くまちゃん

ある閉ざされた雪の山荘でのくまちゃんのネタバレレビュー・内容・結末

ある閉ざされた雪の山荘で(2024年製作の映画)
3.0

このレビューはネタバレを含みます

作中、一人一冊ずつアガサ・クリスティの「そして誰もいなくなった」が配布される。それはこれから起きる事件を暗示しているかのようだ。舞台はとある貸別荘。クローズドサークルの王道。観客は期待する。ここで起きる惨劇を。事件を。推理ショーを。だがその期待は軽く足蹴にされる。中盤までは冗長で平凡で退屈。劇団内の人間関係に焦点を当てるが久我目線ではちょっと鼻につく自意識過剰集団に観客のストレス値が上昇する。かろうじてここまでの場面を牽引しているのが岡山天音の怪演と大塚明夫の重厚感。
中盤から終盤にかけては少しずつ人が消えたり血痕が見つかったり事件性が出てくるも、大御所演出家東郷の指示に不自然なほど頑なに従う本多の進言により警察への通報はせず、オーディションも降りないという無駄なプロ意識。この判断が緊張感を緩ませる。本来助けを求めているのに助けを呼べない状況だから緊迫感が生まれる。彼らは助けを求めていない。なぜならこれはオーディションだから。謎解き場面に関して、犯人の炙り出しにカメラで盗撮するというのは、現実的だが誰にでも思いつく手であるため感心はできない。惨劇は?事件は??推理ショーは???
本格ミステリー好きが鑑賞したらかなり肩透かしを食らうのではないか。それほど先の展開が気にならなかった。コナンのアニメオリジナルストーリーを見てた方が胸が高鳴る。終盤は森川葵の熱演に離別していた緊張感が一気に引き戻されるのを感じた。久我は言っていた。オーディションでは頭2つ抜きん出ていたと。その評価に違わぬ圧倒的熱量。森川葵演ずる麻倉雅美は事故で下半身不随となり後半しか出番がない。それでいて全編通し麻倉の陰が終始ちらつく。ヒッチコックの「レベッカ」というと大げさかもしれないが、時として人は存在しているよりも不在のほうが存在感を発揮する場合がある。想像力や好奇心が常に周囲の脳を刺激するからだ。それでいて少しの出番であれほどのパワーを押し付けられたら嫌でも気にせざるをえなくなる。彼女は誰よりも主役然としていた。

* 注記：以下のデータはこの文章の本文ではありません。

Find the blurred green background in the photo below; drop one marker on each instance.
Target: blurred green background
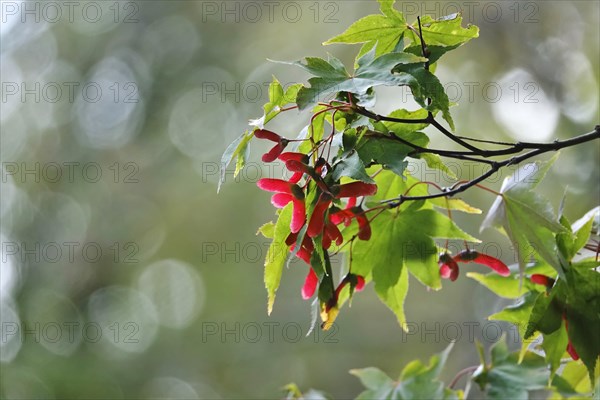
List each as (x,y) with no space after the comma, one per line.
(125,275)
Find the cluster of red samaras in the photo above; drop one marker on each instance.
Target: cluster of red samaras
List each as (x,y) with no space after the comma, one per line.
(449,265)
(449,270)
(325,216)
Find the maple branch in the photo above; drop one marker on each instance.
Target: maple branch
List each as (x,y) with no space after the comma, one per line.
(496,166)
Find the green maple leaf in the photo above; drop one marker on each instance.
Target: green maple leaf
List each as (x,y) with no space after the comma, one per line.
(331,76)
(525,217)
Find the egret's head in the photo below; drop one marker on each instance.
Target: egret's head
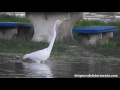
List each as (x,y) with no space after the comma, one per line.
(61,21)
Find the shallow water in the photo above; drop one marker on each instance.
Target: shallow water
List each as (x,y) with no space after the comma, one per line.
(58,68)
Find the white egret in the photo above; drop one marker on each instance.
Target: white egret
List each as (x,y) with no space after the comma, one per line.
(44,54)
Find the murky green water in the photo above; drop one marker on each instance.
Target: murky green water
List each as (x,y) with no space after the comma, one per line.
(58,67)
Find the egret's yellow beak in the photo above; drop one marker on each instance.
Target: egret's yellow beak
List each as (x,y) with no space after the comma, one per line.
(64,21)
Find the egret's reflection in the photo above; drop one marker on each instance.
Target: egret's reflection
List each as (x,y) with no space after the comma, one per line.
(39,70)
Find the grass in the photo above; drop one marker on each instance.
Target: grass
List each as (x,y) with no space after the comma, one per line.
(61,49)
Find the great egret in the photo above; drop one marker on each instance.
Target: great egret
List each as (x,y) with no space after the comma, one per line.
(44,54)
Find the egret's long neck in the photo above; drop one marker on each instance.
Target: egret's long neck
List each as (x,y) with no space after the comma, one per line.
(53,39)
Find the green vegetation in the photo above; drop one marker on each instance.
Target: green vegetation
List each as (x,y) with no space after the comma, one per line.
(110,49)
(12,18)
(61,49)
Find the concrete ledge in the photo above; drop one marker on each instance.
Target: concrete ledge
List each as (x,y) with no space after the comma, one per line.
(95,34)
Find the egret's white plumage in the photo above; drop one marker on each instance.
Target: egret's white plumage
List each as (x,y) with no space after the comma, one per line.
(44,54)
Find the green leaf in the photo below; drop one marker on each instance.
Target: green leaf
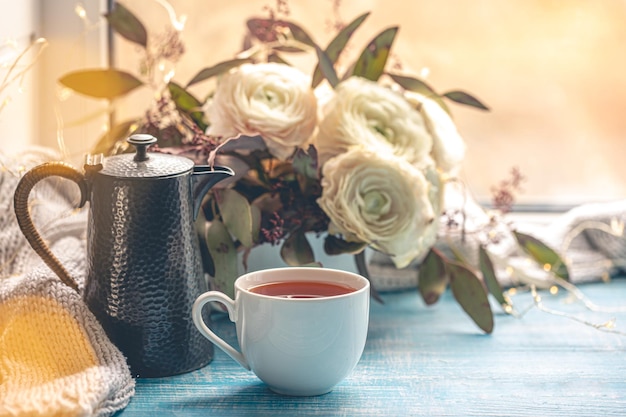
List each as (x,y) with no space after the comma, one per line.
(238,217)
(489,276)
(300,34)
(107,142)
(274,57)
(371,63)
(101,83)
(462,97)
(432,277)
(543,254)
(337,246)
(188,104)
(469,292)
(296,250)
(418,86)
(414,84)
(224,256)
(217,69)
(326,67)
(305,163)
(336,46)
(126,24)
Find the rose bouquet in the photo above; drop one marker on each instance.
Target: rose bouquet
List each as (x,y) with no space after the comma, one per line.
(353,153)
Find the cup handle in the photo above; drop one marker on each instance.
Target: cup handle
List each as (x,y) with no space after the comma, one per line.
(221,298)
(25,222)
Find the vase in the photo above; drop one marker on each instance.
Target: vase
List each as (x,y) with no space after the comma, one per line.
(383,274)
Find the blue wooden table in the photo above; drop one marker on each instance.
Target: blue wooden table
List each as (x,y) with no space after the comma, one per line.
(433,361)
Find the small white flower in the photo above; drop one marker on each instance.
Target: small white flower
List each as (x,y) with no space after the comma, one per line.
(448,145)
(365,113)
(381,199)
(272,100)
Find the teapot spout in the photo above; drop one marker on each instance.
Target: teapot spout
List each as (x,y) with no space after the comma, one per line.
(203,178)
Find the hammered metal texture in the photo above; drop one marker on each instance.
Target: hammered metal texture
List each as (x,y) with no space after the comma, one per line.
(157,165)
(144,272)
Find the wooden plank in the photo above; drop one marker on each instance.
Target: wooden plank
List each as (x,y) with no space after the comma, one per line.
(425,361)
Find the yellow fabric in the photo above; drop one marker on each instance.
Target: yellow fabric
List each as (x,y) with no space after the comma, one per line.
(48,366)
(41,341)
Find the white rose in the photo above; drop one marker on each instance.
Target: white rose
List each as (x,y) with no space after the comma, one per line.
(448,145)
(367,114)
(383,200)
(272,100)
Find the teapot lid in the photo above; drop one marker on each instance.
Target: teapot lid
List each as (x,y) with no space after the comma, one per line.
(145,164)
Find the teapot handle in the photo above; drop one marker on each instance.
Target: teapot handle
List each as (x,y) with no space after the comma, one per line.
(25,221)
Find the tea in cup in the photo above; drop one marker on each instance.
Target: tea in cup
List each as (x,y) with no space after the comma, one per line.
(301,330)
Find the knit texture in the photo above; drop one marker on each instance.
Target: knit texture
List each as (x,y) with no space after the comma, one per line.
(55,359)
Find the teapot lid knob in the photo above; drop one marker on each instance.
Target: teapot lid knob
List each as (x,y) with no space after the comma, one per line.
(141,141)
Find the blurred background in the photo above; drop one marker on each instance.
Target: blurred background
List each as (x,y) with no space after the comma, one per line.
(551,71)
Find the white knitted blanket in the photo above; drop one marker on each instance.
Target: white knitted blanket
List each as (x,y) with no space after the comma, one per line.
(589,238)
(55,359)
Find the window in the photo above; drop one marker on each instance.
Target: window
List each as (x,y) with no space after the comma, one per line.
(551,72)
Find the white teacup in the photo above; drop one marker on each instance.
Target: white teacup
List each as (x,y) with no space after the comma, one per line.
(300,344)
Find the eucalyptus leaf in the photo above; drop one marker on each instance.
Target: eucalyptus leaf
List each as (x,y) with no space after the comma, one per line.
(224,256)
(124,22)
(101,83)
(432,277)
(413,84)
(469,292)
(543,254)
(327,68)
(294,49)
(217,69)
(274,57)
(336,46)
(418,86)
(305,163)
(188,104)
(237,215)
(371,63)
(462,97)
(296,250)
(334,245)
(489,276)
(300,34)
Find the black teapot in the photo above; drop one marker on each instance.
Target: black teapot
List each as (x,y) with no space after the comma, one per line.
(144,268)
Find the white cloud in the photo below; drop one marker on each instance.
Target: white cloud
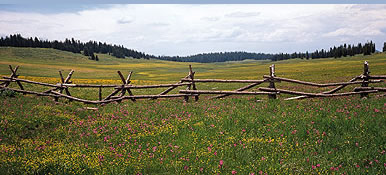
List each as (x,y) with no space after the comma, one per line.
(188,29)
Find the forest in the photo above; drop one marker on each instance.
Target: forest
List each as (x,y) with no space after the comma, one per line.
(90,48)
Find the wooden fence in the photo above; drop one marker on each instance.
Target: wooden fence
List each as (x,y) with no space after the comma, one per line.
(119,91)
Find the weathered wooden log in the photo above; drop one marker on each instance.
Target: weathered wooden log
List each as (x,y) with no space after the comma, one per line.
(313,94)
(320,85)
(377,77)
(224,92)
(128,78)
(112,94)
(100,93)
(151,86)
(381,89)
(240,89)
(366,73)
(172,87)
(13,74)
(28,92)
(31,82)
(61,77)
(119,98)
(154,96)
(271,82)
(221,81)
(191,73)
(67,80)
(327,92)
(90,85)
(121,76)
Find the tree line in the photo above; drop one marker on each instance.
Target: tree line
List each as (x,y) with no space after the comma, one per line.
(88,49)
(336,52)
(218,57)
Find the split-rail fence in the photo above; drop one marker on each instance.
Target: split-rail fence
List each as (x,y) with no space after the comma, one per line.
(61,89)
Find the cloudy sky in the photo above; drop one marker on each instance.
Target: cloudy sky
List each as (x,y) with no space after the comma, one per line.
(171,29)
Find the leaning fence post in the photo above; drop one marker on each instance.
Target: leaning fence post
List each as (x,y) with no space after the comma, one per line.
(191,73)
(366,75)
(186,98)
(272,81)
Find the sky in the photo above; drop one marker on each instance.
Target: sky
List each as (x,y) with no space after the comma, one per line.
(186,29)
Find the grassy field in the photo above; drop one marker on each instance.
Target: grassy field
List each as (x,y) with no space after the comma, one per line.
(226,136)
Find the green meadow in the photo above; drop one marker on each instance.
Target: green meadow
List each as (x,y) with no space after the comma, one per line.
(234,135)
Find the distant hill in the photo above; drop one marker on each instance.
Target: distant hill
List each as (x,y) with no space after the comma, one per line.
(75,46)
(91,47)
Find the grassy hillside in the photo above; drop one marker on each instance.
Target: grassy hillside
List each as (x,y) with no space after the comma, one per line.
(226,136)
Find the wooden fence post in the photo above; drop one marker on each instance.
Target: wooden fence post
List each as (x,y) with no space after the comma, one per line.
(64,81)
(366,75)
(186,98)
(125,82)
(272,81)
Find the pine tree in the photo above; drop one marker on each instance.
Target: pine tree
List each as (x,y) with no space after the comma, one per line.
(384,47)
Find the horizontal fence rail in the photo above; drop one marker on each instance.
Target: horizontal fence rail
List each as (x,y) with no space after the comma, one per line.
(118,94)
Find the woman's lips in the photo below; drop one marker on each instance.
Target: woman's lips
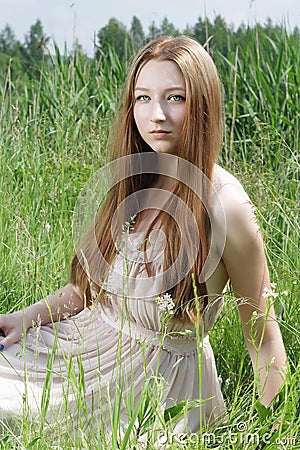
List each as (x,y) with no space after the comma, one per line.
(159,133)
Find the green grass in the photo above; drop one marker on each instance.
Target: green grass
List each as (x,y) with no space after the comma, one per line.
(52,139)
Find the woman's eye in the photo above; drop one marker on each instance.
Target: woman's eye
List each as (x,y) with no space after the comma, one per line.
(177,98)
(143,98)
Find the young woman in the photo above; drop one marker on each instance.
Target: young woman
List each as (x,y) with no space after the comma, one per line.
(190,229)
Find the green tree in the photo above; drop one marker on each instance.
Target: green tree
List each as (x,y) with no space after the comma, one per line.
(35,46)
(115,35)
(167,28)
(10,55)
(137,33)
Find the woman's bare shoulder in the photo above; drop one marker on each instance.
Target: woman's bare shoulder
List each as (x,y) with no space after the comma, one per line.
(235,208)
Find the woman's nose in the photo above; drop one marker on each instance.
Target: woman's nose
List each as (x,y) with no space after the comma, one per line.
(158,112)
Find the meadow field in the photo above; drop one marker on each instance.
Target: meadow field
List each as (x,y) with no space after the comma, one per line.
(52,139)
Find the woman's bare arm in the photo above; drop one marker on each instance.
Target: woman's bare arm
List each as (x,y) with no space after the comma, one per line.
(61,304)
(246,265)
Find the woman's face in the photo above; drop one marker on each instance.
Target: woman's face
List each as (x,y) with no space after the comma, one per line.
(159,107)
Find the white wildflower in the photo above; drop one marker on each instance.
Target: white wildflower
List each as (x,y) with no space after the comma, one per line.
(188,331)
(165,303)
(269,293)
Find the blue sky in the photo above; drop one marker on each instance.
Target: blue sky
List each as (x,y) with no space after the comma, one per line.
(65,20)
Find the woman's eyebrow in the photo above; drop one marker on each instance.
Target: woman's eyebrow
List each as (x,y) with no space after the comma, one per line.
(172,88)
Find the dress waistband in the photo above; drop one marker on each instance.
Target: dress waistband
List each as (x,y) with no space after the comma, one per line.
(173,342)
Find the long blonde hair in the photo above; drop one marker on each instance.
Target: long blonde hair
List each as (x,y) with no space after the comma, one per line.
(199,144)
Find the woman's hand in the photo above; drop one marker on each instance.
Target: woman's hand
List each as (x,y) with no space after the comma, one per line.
(13,328)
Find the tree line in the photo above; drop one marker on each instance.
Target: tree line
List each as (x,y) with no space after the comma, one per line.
(25,60)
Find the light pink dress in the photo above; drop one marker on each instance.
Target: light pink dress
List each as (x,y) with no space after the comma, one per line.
(121,344)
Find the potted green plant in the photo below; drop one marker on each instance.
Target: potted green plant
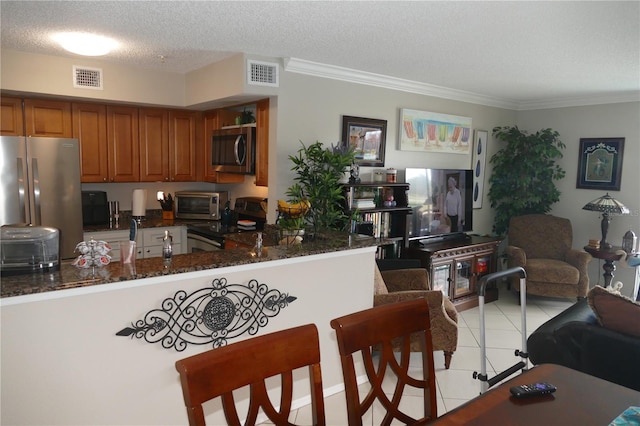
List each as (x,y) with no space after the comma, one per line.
(319,171)
(524,174)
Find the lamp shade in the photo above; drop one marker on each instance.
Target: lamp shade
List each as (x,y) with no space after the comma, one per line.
(606,204)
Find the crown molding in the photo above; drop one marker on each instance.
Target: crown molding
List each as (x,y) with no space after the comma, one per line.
(317,69)
(610,98)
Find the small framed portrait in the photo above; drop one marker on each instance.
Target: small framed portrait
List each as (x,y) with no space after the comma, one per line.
(600,163)
(367,137)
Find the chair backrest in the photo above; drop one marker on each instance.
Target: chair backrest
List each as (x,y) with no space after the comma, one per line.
(372,332)
(217,372)
(541,235)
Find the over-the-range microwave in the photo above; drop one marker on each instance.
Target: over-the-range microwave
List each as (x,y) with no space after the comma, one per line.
(233,149)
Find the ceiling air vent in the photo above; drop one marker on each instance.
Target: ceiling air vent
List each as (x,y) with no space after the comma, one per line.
(87,78)
(262,73)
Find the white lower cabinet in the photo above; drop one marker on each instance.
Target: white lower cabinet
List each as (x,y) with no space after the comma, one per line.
(148,241)
(152,240)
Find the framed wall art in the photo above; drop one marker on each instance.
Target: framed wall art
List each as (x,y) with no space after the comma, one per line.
(433,132)
(481,139)
(367,137)
(600,163)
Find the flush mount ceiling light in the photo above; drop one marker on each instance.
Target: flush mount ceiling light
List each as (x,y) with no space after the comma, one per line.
(86,44)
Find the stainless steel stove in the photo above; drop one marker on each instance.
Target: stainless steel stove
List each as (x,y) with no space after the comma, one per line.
(210,236)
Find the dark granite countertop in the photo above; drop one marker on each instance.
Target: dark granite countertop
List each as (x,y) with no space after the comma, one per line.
(71,277)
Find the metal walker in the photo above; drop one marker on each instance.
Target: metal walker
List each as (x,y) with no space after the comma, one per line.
(486,382)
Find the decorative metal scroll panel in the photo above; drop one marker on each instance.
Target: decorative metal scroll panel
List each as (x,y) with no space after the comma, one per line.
(209,315)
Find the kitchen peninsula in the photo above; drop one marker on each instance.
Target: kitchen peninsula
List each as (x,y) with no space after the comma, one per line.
(63,349)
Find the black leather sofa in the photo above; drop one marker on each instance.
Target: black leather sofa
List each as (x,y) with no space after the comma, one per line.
(575,339)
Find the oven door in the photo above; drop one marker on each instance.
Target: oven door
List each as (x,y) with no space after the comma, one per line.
(198,243)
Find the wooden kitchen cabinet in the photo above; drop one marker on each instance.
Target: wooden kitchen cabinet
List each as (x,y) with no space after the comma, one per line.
(154,144)
(90,128)
(11,116)
(182,146)
(123,144)
(262,143)
(47,118)
(455,267)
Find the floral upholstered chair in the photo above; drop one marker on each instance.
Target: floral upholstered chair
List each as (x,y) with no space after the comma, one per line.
(542,245)
(411,283)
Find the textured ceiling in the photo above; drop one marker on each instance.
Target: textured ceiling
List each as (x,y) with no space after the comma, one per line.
(517,51)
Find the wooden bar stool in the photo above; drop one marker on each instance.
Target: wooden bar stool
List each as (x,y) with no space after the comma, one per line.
(217,372)
(373,332)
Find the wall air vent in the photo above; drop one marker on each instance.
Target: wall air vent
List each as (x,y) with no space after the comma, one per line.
(87,78)
(262,73)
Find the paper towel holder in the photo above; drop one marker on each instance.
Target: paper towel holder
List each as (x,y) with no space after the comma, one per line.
(138,205)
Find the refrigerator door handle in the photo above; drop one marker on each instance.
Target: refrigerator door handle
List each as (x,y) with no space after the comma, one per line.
(36,192)
(22,191)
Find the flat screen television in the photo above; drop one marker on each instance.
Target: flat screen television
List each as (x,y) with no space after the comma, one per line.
(442,203)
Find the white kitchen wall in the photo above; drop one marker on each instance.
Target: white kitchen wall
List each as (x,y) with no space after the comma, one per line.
(53,75)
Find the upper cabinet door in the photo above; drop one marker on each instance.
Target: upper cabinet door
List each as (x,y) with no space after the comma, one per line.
(90,128)
(124,149)
(11,118)
(262,143)
(182,146)
(154,145)
(47,118)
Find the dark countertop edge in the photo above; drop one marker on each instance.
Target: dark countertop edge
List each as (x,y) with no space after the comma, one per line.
(70,277)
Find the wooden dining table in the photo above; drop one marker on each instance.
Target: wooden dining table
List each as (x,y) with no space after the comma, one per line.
(580,399)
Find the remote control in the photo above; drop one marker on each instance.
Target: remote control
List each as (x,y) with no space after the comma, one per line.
(532,390)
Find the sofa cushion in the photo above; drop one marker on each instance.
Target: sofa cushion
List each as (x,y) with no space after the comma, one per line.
(552,271)
(615,311)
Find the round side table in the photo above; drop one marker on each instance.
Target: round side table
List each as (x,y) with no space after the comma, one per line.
(609,256)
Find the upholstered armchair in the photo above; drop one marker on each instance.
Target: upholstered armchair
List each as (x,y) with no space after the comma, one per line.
(404,284)
(541,244)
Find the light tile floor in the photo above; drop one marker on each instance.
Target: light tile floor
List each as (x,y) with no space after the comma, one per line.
(457,385)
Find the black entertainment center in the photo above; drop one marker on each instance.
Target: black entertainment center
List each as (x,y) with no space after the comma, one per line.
(455,265)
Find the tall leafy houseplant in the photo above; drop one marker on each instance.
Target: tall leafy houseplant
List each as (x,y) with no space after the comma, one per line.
(524,174)
(318,173)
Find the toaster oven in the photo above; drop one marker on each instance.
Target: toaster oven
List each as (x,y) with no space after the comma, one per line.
(27,249)
(200,204)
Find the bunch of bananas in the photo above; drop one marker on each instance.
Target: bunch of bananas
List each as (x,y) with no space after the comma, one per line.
(294,210)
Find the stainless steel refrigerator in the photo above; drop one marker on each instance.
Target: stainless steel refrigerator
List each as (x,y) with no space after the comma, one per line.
(40,186)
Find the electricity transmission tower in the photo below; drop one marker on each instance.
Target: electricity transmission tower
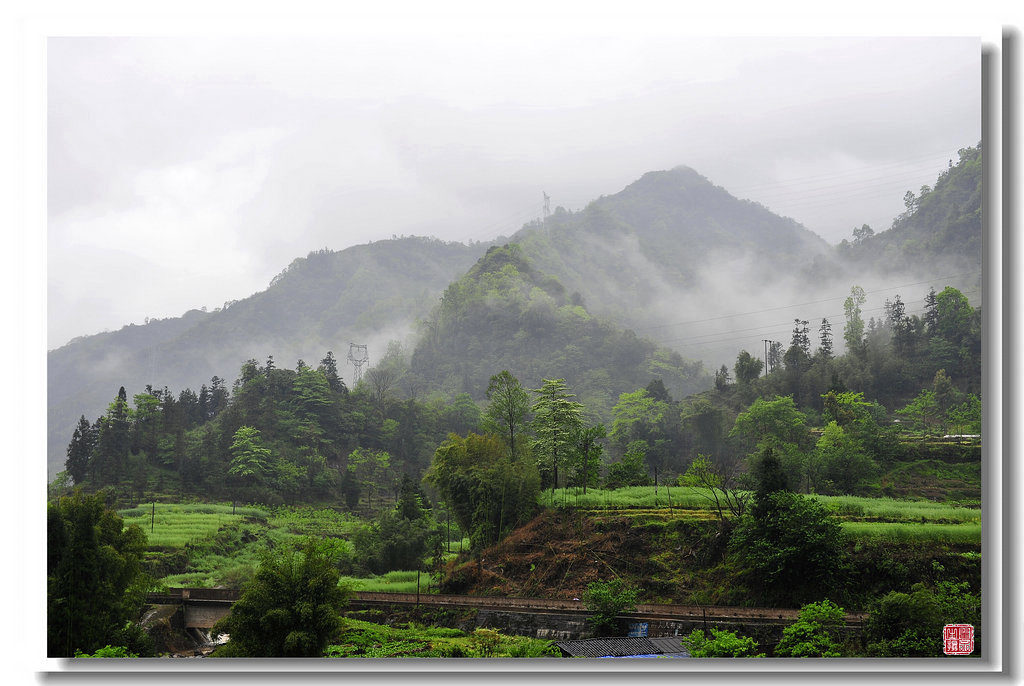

笠原温子には枕営業の疑惑がある。演出家である東郷と肉体関係を持つことで役を貰っているのではないかと。雅美に指摘された際は由梨江達に寝ていないと否定したものの貴子とのやりとりではそれを肯定していた。貴子自身、決まっていた役が直前に温子に変更になった事に疑念を持っていた。枕営業ならば辻褄は合う。いや、だがしかし、観客は思うだろう。

大塚明夫がそんな事するはずがない。

そうだ。「声優魂」で冷静さと客観性を備えた厳格な役者論を唱えた大塚明夫が枕営業に応じるわけがない。激渋明夫ボイスが道を外れるわけがない。大御所演出家東郷を演じるのが大塚明夫である限り、笠原温子の虚言疑惑は払拭できない。

麻倉と本多はオーディション時の久我を覚えていたというが、結局久我の何がそこまで印象に残ったのかは不明のままだった。
さらに劇団水滸のメンバーは現地まで目隠ししバス移動だったのに対し、先に現着していた久我はどうやって現場入りしたのかはそれもわからない。久我も目隠ししてきたのだろうか。
久我和幸という最も平凡で魅力に欠ける主人公に大きな謎が残る。

今作はもしかしたら刊行された90年代前半を舞台とした方がその魅力を存分に発揮できたのではないだろうか。